As Charlie Wuishpard, VP of Intel’s Datacenter Group says with analytical points from NextPlatform:
“There is machine learning training and there is inference; if I start with inference, the Xeon is still the most widely deployed landing space for that part of the workload and that has not been broadly advertised,” Wuishpard explains. “It’s an interesting and evolving area and we think Xeon Phi is going to be a great solution here and are in trials with a number of customers. We believe ultimately we’ll get a faster and more scalable result than GPUs—and we say GPUs because that’s gotten a lot of the attention.”
While the estimates about the majority of the inference side of the workload are based on Intel’s own estimates, this is a tough figure to poke holes in, in part because indeed, while the training end gets more attention, it is rarely a CPU-only conversation. “These codes tend to be tough to scale, they tend to live in single boxes. So people are buying these big boxes and chock them full of high power graphics cards, and there is an efficiency loss here,” he says, noting that users in this area desire to keep the entire workload on a single machine, have the ability to scale out, and use a cluster with a highly parallel implementation and without an offload model on the programming front. And it is in this collection of needs that the strongest case for Knights Landing is made—at least for deep learning training and inference.
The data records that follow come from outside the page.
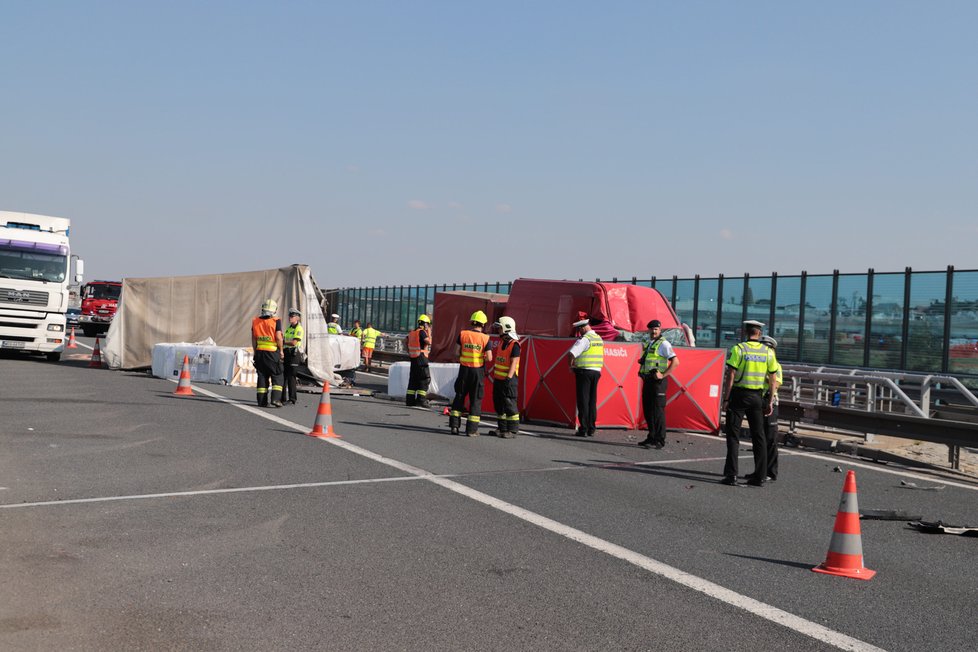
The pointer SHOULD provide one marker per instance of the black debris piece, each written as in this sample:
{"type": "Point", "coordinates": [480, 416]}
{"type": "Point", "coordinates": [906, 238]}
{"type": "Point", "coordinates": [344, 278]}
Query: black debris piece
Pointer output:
{"type": "Point", "coordinates": [939, 527]}
{"type": "Point", "coordinates": [914, 485]}
{"type": "Point", "coordinates": [887, 515]}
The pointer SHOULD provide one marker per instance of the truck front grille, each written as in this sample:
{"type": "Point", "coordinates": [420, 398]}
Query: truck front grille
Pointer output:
{"type": "Point", "coordinates": [23, 297]}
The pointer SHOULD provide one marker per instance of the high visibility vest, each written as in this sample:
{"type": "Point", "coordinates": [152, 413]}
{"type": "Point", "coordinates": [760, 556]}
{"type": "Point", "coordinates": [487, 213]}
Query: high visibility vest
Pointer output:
{"type": "Point", "coordinates": [767, 385]}
{"type": "Point", "coordinates": [593, 358]}
{"type": "Point", "coordinates": [370, 336]}
{"type": "Point", "coordinates": [263, 330]}
{"type": "Point", "coordinates": [414, 344]}
{"type": "Point", "coordinates": [503, 360]}
{"type": "Point", "coordinates": [651, 360]}
{"type": "Point", "coordinates": [473, 348]}
{"type": "Point", "coordinates": [752, 362]}
{"type": "Point", "coordinates": [296, 333]}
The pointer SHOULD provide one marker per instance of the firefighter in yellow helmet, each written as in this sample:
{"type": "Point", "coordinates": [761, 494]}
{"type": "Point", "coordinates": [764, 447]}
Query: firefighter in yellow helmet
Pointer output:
{"type": "Point", "coordinates": [752, 370]}
{"type": "Point", "coordinates": [419, 348]}
{"type": "Point", "coordinates": [473, 353]}
{"type": "Point", "coordinates": [505, 368]}
{"type": "Point", "coordinates": [267, 344]}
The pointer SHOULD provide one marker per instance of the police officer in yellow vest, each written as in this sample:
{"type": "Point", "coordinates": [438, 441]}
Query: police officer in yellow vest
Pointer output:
{"type": "Point", "coordinates": [370, 335]}
{"type": "Point", "coordinates": [587, 359]}
{"type": "Point", "coordinates": [771, 420]}
{"type": "Point", "coordinates": [505, 369]}
{"type": "Point", "coordinates": [266, 342]}
{"type": "Point", "coordinates": [750, 365]}
{"type": "Point", "coordinates": [419, 377]}
{"type": "Point", "coordinates": [356, 331]}
{"type": "Point", "coordinates": [293, 340]}
{"type": "Point", "coordinates": [473, 353]}
{"type": "Point", "coordinates": [658, 361]}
So, why is Knights Landing a suitable competitor in the deep learning training and inference market? That answer kicks off with the fact that it’s a bifurcated workload, requiring two separate clusters for many users with limited scalability. In fact, scalability of deep learning frameworks on GPUs has been a challenge that many have faced for some time. The easy answer is to solve those underlying challenges using a common architecture that both scales and allows deep learning training and inference to happen on the same cluster using a simplified code base (i.e. not requiring offload/CUDA) and do so in a way that moves from beyond a single node for training.
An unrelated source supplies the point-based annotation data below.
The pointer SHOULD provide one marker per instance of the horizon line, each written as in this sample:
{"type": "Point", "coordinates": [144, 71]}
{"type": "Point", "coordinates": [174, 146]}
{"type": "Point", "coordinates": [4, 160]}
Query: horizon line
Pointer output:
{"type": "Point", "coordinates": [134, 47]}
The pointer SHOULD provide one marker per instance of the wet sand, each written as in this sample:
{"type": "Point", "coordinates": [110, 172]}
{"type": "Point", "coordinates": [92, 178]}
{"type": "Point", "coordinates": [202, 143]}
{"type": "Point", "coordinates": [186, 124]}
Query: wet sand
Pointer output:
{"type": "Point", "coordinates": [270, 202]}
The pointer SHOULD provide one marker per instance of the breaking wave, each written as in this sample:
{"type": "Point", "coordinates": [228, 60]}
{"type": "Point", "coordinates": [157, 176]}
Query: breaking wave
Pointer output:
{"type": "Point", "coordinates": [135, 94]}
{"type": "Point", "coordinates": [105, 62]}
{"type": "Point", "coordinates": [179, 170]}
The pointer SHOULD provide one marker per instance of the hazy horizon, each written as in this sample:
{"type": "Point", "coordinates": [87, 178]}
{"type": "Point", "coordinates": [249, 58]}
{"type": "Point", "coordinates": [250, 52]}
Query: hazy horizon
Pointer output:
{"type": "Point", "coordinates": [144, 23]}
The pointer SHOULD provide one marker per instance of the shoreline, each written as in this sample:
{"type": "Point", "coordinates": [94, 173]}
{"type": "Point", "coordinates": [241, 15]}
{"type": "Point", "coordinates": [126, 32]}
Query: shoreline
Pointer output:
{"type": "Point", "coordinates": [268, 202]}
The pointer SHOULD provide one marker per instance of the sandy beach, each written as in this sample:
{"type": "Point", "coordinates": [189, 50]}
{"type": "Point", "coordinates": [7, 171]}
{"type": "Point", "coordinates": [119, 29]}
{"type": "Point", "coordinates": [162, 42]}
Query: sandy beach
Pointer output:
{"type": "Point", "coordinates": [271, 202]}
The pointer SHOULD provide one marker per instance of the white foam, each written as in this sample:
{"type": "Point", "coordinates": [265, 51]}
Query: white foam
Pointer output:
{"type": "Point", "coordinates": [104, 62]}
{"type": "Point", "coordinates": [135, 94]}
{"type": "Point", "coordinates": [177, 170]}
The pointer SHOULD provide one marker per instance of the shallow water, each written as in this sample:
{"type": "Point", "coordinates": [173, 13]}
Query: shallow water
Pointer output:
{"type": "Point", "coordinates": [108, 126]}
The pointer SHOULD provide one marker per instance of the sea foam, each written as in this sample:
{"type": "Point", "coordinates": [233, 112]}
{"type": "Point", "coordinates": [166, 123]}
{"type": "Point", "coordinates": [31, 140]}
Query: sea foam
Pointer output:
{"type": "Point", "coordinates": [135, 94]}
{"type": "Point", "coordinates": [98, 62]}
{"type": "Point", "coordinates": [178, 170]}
As I said, Nvidia is complicating the research model with the way they are deliberately structuring their Pascal models and no particular model able to handle the whole research/deep learning requirement, compounded with the work they are now pushing for GP102 and Int8.
Intel's Knight Landing is already having success in HPC, and with Nvidia's strategy I can see the same happening in the research/Deep Learning segment as well.
Cheers
 
When is Volta scheduled for again? Because the real issue with all of Nvidia's recent announcements is availability, especially since all their dies are huge.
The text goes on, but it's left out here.